Boyd was elected lord provost of Edinburgh in 1877, was re-elected in 1880, and held office till the end of 1882. During his provostship the new Edinburgh dock, Leith, was opened by the Duke of Edinburgh on 26 July 1881. In the following month, when Queen Victoria held a review of Scottish volunteers, Boyd, who was hon. colonel of the Queen's Edinburgh regiment, was knighted by her (25 Aug.). As a curator of Edinburgh University from 1879 to 1885, as a commissioner for northern lighthouses, 1877-82, a commissioner for Scottish Educational Endowments, 1882-9, and as chairman for ten years of the Scottish Fishery Board, he also did useful work. After relinquishing all other public duties, he continued to act as director of the Union Bank of Scotland and of the Scottish Provident Institution till within a few months of his death. Boyd was F.R.S. of Edinburgh and a D.L. and J.P. He died at 41 Moray Place, Edinburgh, on 22 Aug. 1902, and received a public funeral at the Dean cemetery. He married on 6 June 1844 Mary Ann, daughter of John Ferguson, surgeon, of Edinburgh. She died on 21 Feb. 1900, leaving two sons and six daughters.

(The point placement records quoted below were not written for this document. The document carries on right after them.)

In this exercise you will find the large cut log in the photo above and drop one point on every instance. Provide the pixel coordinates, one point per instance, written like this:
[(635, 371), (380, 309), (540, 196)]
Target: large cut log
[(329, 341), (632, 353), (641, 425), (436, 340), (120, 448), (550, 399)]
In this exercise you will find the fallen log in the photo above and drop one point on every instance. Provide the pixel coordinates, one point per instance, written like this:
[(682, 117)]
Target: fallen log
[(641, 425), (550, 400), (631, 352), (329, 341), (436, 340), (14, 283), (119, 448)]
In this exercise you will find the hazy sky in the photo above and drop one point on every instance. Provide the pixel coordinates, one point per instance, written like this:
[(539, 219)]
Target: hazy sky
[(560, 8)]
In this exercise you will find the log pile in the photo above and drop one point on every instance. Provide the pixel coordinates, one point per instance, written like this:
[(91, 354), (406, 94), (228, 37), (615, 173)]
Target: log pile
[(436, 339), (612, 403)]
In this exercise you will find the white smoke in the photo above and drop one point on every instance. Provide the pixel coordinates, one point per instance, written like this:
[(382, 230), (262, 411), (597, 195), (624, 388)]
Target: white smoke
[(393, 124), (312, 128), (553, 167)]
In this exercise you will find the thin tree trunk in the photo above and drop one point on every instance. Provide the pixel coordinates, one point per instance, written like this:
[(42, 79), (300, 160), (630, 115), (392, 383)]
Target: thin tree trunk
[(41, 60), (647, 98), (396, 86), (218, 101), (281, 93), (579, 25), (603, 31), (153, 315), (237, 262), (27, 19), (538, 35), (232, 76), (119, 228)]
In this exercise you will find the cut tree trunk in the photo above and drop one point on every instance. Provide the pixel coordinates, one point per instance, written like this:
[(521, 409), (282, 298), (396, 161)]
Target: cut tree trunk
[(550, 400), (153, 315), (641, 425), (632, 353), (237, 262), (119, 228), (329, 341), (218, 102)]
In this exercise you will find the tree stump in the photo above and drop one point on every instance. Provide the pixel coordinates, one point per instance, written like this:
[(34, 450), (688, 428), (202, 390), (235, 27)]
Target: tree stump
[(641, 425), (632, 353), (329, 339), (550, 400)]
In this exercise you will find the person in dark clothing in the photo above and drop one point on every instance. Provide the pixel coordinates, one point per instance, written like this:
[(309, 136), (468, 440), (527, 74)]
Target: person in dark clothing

[Foster's Baronetage and Knightage; Burke's Peerage; Who's Who, 1902; The Times, 23 Aug. 1902; Scotsman, 30 Oct. 1879, 12 Oct. 1880, 23 and 27 Aug. 1902; Educational Hospital Reform : the Scheme of the Edinburgh Merchant Company, 1871; James Grant's Old and New Edinburgh, iii. 288 seq.; Ill. Lond. News, 27 July 1872 (with reproduction of bust); Graphic, 10 Sept. 1881 (portrait).]